The final end-to-end arm-hand VLA is tested on a pick-and-place task across 50 objects. It reaches 88.7% average success, with 91.7% on seen objects and 85.6% on unseen objects.
Ablations
The tactile ablation is one of the most useful parts of the paper. Under a protocol with 3 seconds of visible grasping followed by 10 seconds of full visual occlusion:
| Hand policy | Average success |
|---|---|
| (\pi_{hand-origin}) from (\pi_0) | 21% |
| force tactile only (f^{tac-f}) | 70% |
| force + spatial tactile (f^{tac-f}+f^{tac-s}) | 90% |
This supports the paper’s tactile design: resultant force gives coarse contact magnitude and direction, while spatial tactile embedding gives contact distribution.

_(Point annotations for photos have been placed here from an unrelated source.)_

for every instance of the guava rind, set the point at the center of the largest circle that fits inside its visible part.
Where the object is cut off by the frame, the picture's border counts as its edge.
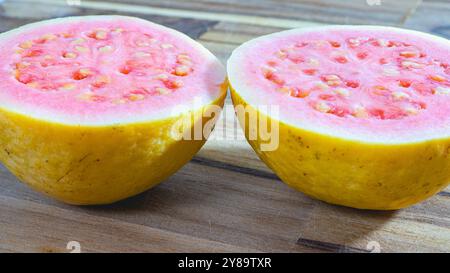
(350, 173)
(91, 164)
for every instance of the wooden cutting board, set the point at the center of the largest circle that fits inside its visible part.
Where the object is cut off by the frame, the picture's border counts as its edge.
(225, 199)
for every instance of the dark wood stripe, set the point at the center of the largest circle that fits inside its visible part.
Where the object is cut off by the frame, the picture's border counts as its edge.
(326, 246)
(444, 193)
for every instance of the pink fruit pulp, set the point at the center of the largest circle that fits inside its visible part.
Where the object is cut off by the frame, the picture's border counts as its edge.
(374, 84)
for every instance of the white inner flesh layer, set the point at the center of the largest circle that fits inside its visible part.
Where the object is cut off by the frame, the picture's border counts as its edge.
(371, 84)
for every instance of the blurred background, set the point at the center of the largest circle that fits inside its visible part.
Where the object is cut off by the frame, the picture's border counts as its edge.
(221, 25)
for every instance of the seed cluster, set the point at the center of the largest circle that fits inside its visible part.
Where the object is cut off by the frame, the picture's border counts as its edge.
(359, 77)
(97, 64)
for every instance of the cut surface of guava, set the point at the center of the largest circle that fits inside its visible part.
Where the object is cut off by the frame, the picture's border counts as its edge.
(369, 84)
(103, 70)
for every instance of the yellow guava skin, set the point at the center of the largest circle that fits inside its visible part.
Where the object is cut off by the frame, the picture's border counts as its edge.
(350, 173)
(93, 165)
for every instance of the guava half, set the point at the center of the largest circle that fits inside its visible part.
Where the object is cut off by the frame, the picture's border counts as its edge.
(90, 106)
(364, 111)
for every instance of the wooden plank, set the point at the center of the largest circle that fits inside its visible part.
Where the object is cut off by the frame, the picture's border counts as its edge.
(431, 16)
(15, 14)
(177, 13)
(323, 11)
(46, 228)
(249, 211)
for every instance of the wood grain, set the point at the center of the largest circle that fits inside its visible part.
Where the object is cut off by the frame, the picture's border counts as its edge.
(225, 199)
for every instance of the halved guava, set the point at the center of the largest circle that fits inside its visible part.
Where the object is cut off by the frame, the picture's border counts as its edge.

The Arm-Hand Feature Enhancement ablation is also strong:
| Policy | Xhand | RY-H2 | Xhand with camera occlusion |
|---|---|---|---|
| baseline (\pi_{uni-origin}) | 88% | 71% | 19% |
| (\pi_{uni-enhance}) | 95% | 81% | 58% |
The occlusion result is the clearest signal. The enhanced model preserves more limb-specific structure and relies less on a single global visual representation.
The paper also reports a negative result that is worth keeping. Adding the same tactile features directly into the unified arm-hand policy lowered performance from 95% to 82% in the tested setting. The authors interpret this as a phase-alignment problem: tactile signals are useful during grasping, but can become noisy during arm reaching, when incidental contacts or no-contact periods dominate. This argues for selective tactile routing or phase-aware gating in future models.
Corrective teleoperation improves targeted failures. The first corrective round with 50 orientation trajectories handles orientation failures better. The second round with 50 corner-case trajectories improves corner placements. The appendix extends the same correction idea to long-horizon gripper tasks, with reported success rates of 65%, 90%, and 70% across three tasks, and to peg-in-hole assembly, where adding 20 recovery trajectories improves success from 70% to 90%.
Strengths and Limitations
The strongest idea is the data collection strategy. Shared autonomy uses humans where they are efficient: semantic understanding, object choice, approach, and spatial positioning. It uses an autonomous tactile VLA where humans are overloaded: force-adaptive multi-finger closure. This is a good pragmatic path for collecting real robot data without asking operators to micromanage every finger.
The Arm-Hand Feature Enhancement module is also conceptually useful. Arm and hand actions are coupled, but their control regimes differ. Explicitly giving the model shared, arm-specific, and hand-specific features is a lightweight way to encode that difference during fine-tuning.
The main limitation is task scope. The current system focuses on grasping and pick-and-place as the core testbed. It has not yet demonstrated complex in-hand reorientation, tool use, or broader long-horizon dexterous manipulation with the five-finger hand. Tactile integration remains unresolved at the full arm-hand policy level; simple uniform fusion hurts performance in their tested setup. Corrective teleoperation is effective and still depends on human intervention, so the longer-term scaling path needs autonomous failure detection and recovery.
Takeaway
This paper is best read as a systems recipe for dexterous VLA data. The main contribution is not just a new policy architecture. It is a full loop:
- train a tactile hand Copilot;
- use it to reduce human burden during shared-autonomy data collection;
- fine-tune an arm-hand VLA with limb-aware feature enhancement;
- improve the policy through corrective deployment data.
For my taxonomy, I would label it Shared Autonomy / Tactile VLA Copilot / Arm-Hand Feature Enhancement / Corrective Teleoperation / Dexterous VLA Fine-Tuning. The reusable lesson is that dexterous VLA scaling may need better data interfaces before it needs larger models. A human should guide intent and arm motion; a tactile Copilot should handle contact; the final policy should learn the coordination pattern from synchronized data.